The cattle track was very subject to slips, and needed constant maintenance by roadmen, who were housed in huts in the forest. After the track was essentially completed in 1883, three huts were built out of corrugated iron: at the Waita River entrance, Blue Hut at the Moeraki (Blue) River, and Iron Hut in between about an hour from Coppermine Creek.

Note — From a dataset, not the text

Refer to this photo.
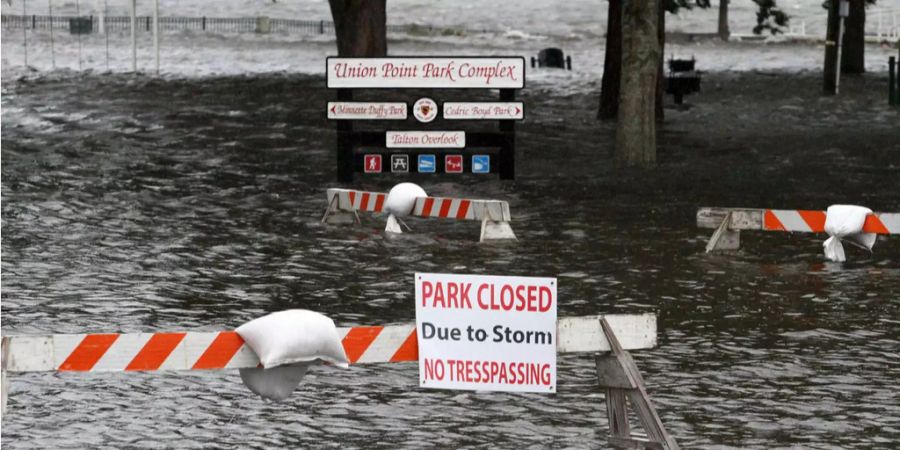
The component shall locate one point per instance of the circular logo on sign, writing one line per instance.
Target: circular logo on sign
(425, 110)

These corrugated iron boxes were servicable but not lavish accommodation. W.D. Nolan describes the Iron Hut as "convenient" if "nothing flash". Travel writer A. Maud Moreland stayed in the Blue River hut around 1909, and was plagued by mosquitoes:
It was nothing but a corrugated-iron box, eight or nine feet square, with a rude bunk, covered with fern, at either side; between them was a dirty cupboard smeared with candle grease, which served as a table; a stool by the wide hearth and two old billies completed the furniture. An axe-head lay near, but the handle had been burnt for fire-wood, and the floor was littered with dirty paper, old tins, sticks, and ferns. A more truly uninviting place would be hard to find.[13]
In the 1940s or 1950s, around the time the bridge was built to the mica mine, new huts were built: Coppermine Creek at the cattle paddocks, and Blowfly Hut (8 bunks), either a rebuild or replacement of the old Blue River Hut. Blowfly Hut probably took its name from the flies generated by cattle manure; a surviving sign identifies it as "Jack Farrell's Hut". The Iron Hut fell into disrepair in the 1950s, and the Waita Hut, renamed the Drovers Rest, was pulled down in 2006 and replaced by a whitebaiter's crib.
Although there were once 200–300 roadmen's huts in New Zealand, only three survive: Blowfly Hut, Jacks Hut in Arthur's Pass, and the hut at Castle Hill Station (restored in 2003).Māori Saddle Hut (10 bunks) and a new hut at Coppermine Creek (6 bunks) were built in 1980 by the New Zealand Forest Service, when the Haast–Paringa track was upgraded for trampers.[14] An eight-bunk hut was built on the Mataketake tops in 2021, dedicated to the memory of conservationist Andy Dennis.